We compared two potential constructions of both the baseline and the genetic models: non-linear ML (allowing for data-driven incorporation of interactions), and linear regression (without modeling interactions). We divided the dataset such that 70% of the data was used as training data and 30% of the data was held out as a validation set. First, we trained the baseline model using covariates only, including age, sex, self-reported race/ethnicity, BMI, and study. The genetic model was trained on the same set of features as in the baseline model, other than study, which is dataset-specific, and it also included genetic components, i.e., PRSs, where we used the global PRSs described above, the local PRSs in secondary analysis (described later). The genetic model was trained to predict the residuals from the baseline model.

Model development using multiple PRSs

In primary analysis, we studied the use of multiple PRSs in the genetic model via multiple models of increased complexity (in the sense that they include higher number of PRSs). We refer to these models as Level 1, Level 2 and Level 3 with Level X being shorthand for Model complexity levels (Fig. 1c). Note that all genetic models included the same non-genetic covariates as described above, and they only differed by the inclusion of additional PRSs. Level 1 of the genetic model included a single PRS developed from the UKBB + ICBP GWAS summary statistics using the p-value threshold 10^–2. Level 2 included 7 PRSs, all from the UKBB + ICBP GWAS, and based on all considered p-value threshold: 5 × 10^–8, 10^–7, 10^–6,…, 10^–2. Level 3 included PRSs constructed based on all considered GWAS (UKBB + ICBP, MVP, and BBJ) GWASs and using all p-value thresholds, i.e., it included 21 PRSs. Level 1 models included only a single PRS based on the 10^–2 p-value threshold because we expected this PRS to have the best performance based on past work studying BP PRSs¹³. In secondary analysis, we also evaluated model performance, based on the training dataset only, when using each of the other UKBB + ICBP based PRSs (i.e. based on each of the 7 thresholds). The models were fit using the combined, multi-ethnic dataset, with training dataset cross-validation performance reported on the combined group and stratified by self-reported race/ethnicity. The goal was to assess whether the same or different thresholds are useful across groups, and thus whether multi-PRS models are useful because they potentially allow for different utilization of PRSs across individuals (i.e. due to interactions).

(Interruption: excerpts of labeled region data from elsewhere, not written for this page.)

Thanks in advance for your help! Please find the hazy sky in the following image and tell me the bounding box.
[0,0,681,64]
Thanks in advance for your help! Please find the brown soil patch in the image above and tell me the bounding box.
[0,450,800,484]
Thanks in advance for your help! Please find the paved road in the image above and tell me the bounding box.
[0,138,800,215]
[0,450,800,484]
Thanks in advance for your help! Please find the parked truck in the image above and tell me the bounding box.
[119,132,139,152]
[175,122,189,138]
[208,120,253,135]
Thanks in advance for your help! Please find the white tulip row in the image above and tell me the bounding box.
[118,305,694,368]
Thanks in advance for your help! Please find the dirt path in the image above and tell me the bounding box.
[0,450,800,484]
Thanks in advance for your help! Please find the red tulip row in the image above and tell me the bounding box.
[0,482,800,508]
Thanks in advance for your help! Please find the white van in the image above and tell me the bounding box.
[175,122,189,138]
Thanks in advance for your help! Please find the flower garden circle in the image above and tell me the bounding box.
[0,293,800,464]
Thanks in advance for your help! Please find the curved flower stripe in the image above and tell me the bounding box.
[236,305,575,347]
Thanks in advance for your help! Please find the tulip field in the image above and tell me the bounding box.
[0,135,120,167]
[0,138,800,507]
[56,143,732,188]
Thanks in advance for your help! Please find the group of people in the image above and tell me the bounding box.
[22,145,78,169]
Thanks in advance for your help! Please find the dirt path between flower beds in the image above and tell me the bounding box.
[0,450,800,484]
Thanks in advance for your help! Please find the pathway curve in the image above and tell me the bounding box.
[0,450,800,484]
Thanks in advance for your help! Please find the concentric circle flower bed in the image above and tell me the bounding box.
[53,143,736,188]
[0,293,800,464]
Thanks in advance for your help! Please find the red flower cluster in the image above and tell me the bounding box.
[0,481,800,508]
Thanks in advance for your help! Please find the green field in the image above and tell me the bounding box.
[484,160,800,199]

Secondary analysis using local PRSs

We considered using local PRSs instead of global PRSs because they may result in more interpretable models, i.e., where one could hopefully explain why different genomic regions may have different potential contributions to the BP model. Due to the large number of PRSs when computed over all LD-regions, potentially resulting in model overfitting, we augmented the ensemble model approach with a variable selection step. Here, we applied LASSO regression from the python library scikit-learn⁶² version 0.24.2 using, as before, cross-validation for tuning parameter selection, on a linear model predicting the residuals from the baseline model using all constructed local PRSs. We next use the selected PRSs in the genetic model (see Fig. 4a for visualization of the Ensemble model with integrated LASSO step). We evaluated this model performance on the test dataset, and also, for comparison, of the model that uses only the LASSO (without the following non-linear XGBoost ML genetic model).

Assessment of computational needs

We assessed computational runtime and memory (RAM) usage of the non-linear ML models in comparison with the linear regression models using python timeit and memit modules. These were measured on a 13-inch 2020 MacBook Pro machine, with the Apple M1-chip, macOS Sonoma version 14.4.1, 16 Gb of RAM and 8 vCPUs. As the non-linear ML models require tuning parameters fitting, we measured their runtime and memory over the fivefold cross validation process. We also measured the runtime and memory for applying the various models for prediction over the test dataset. We performed each computing task 10 times and provide the average runtime and RAM measures, other than for local PRS models, which took longer time, and we therefore fit them once for this assessment. We performed this analysis only using SBP models, that used a slightly larger sample size compared to DBP.

Model performance evaluation

Models’ performance was assessed on the test dataset (30% of the TOPMed dataset of unrelated individuals). We report two performance measures: percent variance explained (PVE) at both the residual (of the baseline model) and at the phenotypic (original BP phenotypes) level. To explain how each is computed we introduce some notation. Including, we distinguish between the predicted values of the baseline model, the genetic model, and the combined ensemble, and between the residuals of the baseline and the genetic models.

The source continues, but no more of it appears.